A Straits Times article on Sunday, entitled “Singaporeans don’t realise what a good deal the CPF is” reported how members of the Central Provident Fund advisory panel – a panel that is formed to study ways to improve the CPF scheme – say how the scheme is attractive to foreigners despite reservations from many locals, people should not expect too much from the CPF system and why people still want to take money out from the scheme even though it is supposed to be so good.
The report quotes finance professor Benedict Koh, associate dean of the Singapore Management University Lee Kong Chian School of Business and panel member, saying that people from overseas have asked him if they can invest in CPF and that a 4 to 5 per cent interest rate guaranteed by a government with a triple-A credit rating* is simply unique.
The article pointed out that though interest of Ordinary Account savings follows the three-month average of major local banks’ if that is higher but for July to September, the banks’ interest rate was calculated from February to April and was only 0.24 per cent. Indicating that CPF offers a higher interest rate than banks. It went on to state that the interest rates on the Special, Medisave and Retirement accounts (SMRA) are pegged at 1 percentage point above the 12-month average yield of 10-year Singapore Government Securities, or 4 per cent, whichever is higher.
Prof Koh and panel chairman Tan Chorh Chuan are then quoted to say that there is a limit to what people can expect from the system, because it must be a sustainable one.
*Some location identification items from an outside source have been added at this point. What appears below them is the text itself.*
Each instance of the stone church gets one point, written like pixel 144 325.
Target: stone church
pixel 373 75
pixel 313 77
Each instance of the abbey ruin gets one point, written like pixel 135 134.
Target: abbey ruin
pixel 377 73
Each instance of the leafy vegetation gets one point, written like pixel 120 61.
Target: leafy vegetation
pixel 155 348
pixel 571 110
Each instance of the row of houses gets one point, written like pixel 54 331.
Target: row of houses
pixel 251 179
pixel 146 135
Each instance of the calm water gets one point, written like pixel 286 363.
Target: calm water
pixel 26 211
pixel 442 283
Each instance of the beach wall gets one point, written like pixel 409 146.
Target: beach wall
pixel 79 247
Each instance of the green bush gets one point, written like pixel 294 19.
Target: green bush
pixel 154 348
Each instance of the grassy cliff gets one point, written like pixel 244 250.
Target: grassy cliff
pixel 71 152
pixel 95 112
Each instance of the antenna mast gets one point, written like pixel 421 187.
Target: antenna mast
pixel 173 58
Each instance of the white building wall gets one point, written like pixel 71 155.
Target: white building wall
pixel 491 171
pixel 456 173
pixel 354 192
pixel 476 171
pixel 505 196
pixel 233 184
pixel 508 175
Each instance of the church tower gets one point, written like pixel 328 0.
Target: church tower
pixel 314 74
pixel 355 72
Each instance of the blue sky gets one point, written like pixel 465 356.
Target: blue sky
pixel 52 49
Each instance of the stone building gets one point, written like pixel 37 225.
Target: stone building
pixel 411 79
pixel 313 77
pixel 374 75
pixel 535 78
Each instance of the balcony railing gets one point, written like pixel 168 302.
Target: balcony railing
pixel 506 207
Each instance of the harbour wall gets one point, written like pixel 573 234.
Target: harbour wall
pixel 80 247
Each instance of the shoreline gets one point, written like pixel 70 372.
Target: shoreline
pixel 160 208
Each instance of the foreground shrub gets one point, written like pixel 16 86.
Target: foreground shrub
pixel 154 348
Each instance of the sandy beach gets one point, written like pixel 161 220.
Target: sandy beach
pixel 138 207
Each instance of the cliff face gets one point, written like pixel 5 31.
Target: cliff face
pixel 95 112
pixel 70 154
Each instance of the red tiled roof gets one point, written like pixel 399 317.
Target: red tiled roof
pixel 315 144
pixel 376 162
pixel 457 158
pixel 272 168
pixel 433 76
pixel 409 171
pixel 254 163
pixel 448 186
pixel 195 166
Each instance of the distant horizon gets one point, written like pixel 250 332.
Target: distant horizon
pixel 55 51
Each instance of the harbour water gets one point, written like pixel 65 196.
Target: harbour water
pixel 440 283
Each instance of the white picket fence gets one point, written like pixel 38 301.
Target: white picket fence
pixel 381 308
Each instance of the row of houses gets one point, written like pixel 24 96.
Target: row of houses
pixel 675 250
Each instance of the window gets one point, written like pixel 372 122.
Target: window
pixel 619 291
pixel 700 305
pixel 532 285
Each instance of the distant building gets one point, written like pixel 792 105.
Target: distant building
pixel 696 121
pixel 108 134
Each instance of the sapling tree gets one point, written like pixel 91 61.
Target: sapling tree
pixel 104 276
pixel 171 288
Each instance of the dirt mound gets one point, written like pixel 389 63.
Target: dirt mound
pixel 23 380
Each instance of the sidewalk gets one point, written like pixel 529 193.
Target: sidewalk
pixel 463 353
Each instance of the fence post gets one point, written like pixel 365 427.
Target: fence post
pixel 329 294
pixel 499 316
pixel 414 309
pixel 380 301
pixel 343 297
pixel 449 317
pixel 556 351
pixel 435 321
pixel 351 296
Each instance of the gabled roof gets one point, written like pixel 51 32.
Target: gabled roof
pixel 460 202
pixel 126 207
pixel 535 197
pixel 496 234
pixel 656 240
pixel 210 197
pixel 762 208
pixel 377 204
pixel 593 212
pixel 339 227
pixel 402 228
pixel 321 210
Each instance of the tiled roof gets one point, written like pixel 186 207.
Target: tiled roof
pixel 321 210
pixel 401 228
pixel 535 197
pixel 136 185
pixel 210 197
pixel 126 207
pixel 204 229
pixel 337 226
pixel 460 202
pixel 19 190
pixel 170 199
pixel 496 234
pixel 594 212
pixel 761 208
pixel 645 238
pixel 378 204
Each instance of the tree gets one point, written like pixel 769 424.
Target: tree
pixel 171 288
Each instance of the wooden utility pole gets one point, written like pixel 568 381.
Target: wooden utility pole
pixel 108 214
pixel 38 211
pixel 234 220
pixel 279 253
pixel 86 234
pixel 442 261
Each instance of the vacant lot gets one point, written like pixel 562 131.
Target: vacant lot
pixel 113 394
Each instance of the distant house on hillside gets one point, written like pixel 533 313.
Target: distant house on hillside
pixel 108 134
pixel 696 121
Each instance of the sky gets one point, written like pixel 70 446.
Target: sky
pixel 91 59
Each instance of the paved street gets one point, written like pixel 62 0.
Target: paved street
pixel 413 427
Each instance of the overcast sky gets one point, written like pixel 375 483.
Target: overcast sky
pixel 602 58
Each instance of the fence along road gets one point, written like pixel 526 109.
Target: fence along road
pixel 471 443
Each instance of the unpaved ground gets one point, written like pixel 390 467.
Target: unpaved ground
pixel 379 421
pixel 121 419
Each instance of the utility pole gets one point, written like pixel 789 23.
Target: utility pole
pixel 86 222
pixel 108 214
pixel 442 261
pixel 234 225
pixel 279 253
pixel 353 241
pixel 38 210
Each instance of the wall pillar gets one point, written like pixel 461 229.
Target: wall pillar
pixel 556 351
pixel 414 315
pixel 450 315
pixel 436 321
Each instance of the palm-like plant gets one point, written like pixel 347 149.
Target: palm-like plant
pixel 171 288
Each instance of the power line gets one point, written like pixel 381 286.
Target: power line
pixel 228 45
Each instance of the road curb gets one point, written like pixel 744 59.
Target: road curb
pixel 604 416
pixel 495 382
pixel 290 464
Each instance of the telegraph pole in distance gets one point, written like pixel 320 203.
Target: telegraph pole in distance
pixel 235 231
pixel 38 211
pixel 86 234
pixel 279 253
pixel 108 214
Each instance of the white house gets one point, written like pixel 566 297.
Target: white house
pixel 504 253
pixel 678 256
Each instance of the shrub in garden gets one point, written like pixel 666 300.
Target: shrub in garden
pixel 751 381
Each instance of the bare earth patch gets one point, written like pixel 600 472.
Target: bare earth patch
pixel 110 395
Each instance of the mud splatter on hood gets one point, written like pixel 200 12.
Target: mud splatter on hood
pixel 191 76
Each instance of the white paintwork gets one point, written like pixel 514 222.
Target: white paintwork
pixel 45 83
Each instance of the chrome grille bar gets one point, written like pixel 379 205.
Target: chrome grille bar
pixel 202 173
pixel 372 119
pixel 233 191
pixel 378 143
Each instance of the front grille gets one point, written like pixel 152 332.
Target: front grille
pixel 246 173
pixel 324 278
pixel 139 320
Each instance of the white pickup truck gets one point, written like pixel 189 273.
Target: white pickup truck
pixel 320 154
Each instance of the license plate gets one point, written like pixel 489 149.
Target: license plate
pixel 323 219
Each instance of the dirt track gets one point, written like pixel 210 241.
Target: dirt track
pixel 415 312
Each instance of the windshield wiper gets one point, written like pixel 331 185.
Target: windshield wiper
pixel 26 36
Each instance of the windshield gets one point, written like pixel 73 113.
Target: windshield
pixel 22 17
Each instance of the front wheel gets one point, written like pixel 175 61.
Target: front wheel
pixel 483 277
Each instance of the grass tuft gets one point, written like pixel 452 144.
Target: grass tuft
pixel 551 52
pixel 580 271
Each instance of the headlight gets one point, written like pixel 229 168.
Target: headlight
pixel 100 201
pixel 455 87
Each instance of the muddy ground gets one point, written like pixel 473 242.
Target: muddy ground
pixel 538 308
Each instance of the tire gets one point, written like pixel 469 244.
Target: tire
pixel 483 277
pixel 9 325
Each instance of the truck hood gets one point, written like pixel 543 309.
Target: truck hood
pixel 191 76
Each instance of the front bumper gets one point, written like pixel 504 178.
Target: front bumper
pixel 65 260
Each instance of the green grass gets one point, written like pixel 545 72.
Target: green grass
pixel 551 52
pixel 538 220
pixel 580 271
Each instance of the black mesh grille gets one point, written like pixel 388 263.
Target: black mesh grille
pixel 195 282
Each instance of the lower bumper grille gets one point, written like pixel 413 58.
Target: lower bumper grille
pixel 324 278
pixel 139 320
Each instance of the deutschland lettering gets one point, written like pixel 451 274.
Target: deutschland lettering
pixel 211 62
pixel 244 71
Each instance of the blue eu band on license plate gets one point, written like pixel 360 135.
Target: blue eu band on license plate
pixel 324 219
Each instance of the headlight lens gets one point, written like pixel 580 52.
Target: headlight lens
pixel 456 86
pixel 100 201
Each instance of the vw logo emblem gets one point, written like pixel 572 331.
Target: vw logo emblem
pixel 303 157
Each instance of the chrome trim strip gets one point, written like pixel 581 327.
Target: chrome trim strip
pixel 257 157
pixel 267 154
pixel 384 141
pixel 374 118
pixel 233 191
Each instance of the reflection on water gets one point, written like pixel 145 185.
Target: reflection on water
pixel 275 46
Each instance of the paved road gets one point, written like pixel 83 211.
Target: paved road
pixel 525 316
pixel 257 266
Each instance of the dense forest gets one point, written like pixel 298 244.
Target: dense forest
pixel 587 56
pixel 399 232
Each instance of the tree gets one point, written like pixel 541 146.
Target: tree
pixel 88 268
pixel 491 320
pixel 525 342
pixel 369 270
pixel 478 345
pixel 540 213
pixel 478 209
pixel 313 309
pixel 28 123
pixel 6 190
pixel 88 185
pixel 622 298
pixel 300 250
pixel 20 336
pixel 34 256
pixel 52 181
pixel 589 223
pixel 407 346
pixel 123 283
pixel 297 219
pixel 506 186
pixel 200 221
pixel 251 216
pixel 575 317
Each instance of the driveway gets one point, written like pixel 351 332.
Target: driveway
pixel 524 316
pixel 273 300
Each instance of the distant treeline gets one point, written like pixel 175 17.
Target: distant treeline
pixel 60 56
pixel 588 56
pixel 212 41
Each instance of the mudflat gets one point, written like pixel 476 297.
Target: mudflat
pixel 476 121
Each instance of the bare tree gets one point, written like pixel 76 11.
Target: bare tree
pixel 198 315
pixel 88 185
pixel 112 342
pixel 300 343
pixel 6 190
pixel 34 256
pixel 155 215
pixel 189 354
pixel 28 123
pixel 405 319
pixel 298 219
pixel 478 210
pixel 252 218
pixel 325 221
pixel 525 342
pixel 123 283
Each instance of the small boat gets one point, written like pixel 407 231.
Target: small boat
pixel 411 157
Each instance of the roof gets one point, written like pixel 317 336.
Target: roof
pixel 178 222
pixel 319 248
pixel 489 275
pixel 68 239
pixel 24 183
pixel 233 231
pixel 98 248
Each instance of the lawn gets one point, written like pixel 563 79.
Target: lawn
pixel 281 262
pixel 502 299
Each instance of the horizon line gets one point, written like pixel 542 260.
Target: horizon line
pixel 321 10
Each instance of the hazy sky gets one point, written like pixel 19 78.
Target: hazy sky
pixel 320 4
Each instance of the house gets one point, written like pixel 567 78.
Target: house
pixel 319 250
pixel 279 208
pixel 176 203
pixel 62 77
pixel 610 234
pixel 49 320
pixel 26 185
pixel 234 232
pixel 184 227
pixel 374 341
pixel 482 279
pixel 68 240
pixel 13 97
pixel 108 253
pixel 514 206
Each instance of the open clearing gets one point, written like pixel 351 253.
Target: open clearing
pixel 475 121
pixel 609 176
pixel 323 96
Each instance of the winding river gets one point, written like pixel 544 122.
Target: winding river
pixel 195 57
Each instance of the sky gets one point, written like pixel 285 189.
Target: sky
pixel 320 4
Professor Tan said, “For instance, it is not advisable to extend the extra 1 percentage point interest on the first $60,000 of balances to a higher limit because, “eventually, someone would have to pay for that…You cannot guarantee paying interest on a risk-free asset that is permanently higher than the market rates. For a country like ours with limited financial resources, it’s not a prudent thing to do. I teach finance and my message in the first class is always ‘There is no free lunch’. You cannot want high returns and not take risks, you will never find such a financial product.”
Christopher Tan, chief executive of financial advisory Providend is quoted to say that by looking at it in parts, people see that they put their money in when they are young, and when they want to take it all out at 55 they are unable to, and at 65 they try again and can withdraw only a portion. In fact, it is similar to what people sign up for with conventional retirement plans offered by insurance companies, he says, where “you don’t take the money out early, and when you reach the age of 55 or 60 if you don’t take out a lump sum they pay it out as an annuity… So if people see that connection and they see this like a retirement plan, if you look at CPF like another provider and compare all the products between the providers right now, it’s the best retirement plan you can find, really,”
Chris Kuan, a regular contributor on economic commentaries wrote on his Facebook commenting that the report is certainly a propaganda piece and expected from ST.
“The ST journo can’t help herself but promote that often repeated piece of intellectual hogwash of comparing the CPF Ordinary Account rate of 2.5% to average bank deposit rates of 0.24%. The fact that the Ordinary Account (OA) can be used for housing purchase and other specific purposes does not make it equivalent to a bank deposit which imposed no conditions whatsoever. Do remember when you sell your property, the funds go back to the OA making the “withdrawal” much more like a “loan”. Given that you are unable to use your CPF without conditions — save the Minimum Sum (MS) — until you are 55, your OA is more akin to a 20-year interest bearing asset than a bank deposit. So the comparison between the two rates to show CPF is a good deal, is …. well I leave you to use any word you deem appropriate for it.
As for the MS which goes into the Retirement Account (RA) and used for CPF LIFE, we are really talking about a 40-year interest rate bearing asset. One can argue that both the OA and SMRA rates are higher than actual and implied (i.e. extrapolated) government bond yields but do remember investments such as the OA which imposes conditions on limited withdrawals and the SMRA no withdrawal at all, are illiquid investments compared to government bonds. The illiquidity is a risk and an economic opportunity cost that require additional yields in comparison to liquid investments such as government bonds. So do not think just because the OA and SMRA rates are higher than government bond yields that they are a gimme.
The argument may be on firmer ground if it is couched in terms of relative returns. Given the collapse in global bond yields in the last 3-4 years, the CPF rates indeed have looked better by being left unchanged. But remember they were shitty for a long time on a comparative basis until global bonds yields collapsed to the extent we have seen. Which makes me arrive at a horrible thought … this is a ready made excuse for the government to reduce the OA and SMRA rates.”
*Singapore’s AAA rating by its own virtue is questionable in my opinion, because one key factor of its rating is it does not have to borrow from external creditors for investments or development projects as it can raise the funds required via the CPF investment scheme.
So in a way, it is the same system that makes the guarantor credible as a debtor. Not to say that it is wrong, but people should get this in the mind about how public debt helps Singapore to maintain its rating and the terms and conditions of the CPF scheme would affect its public debt standing.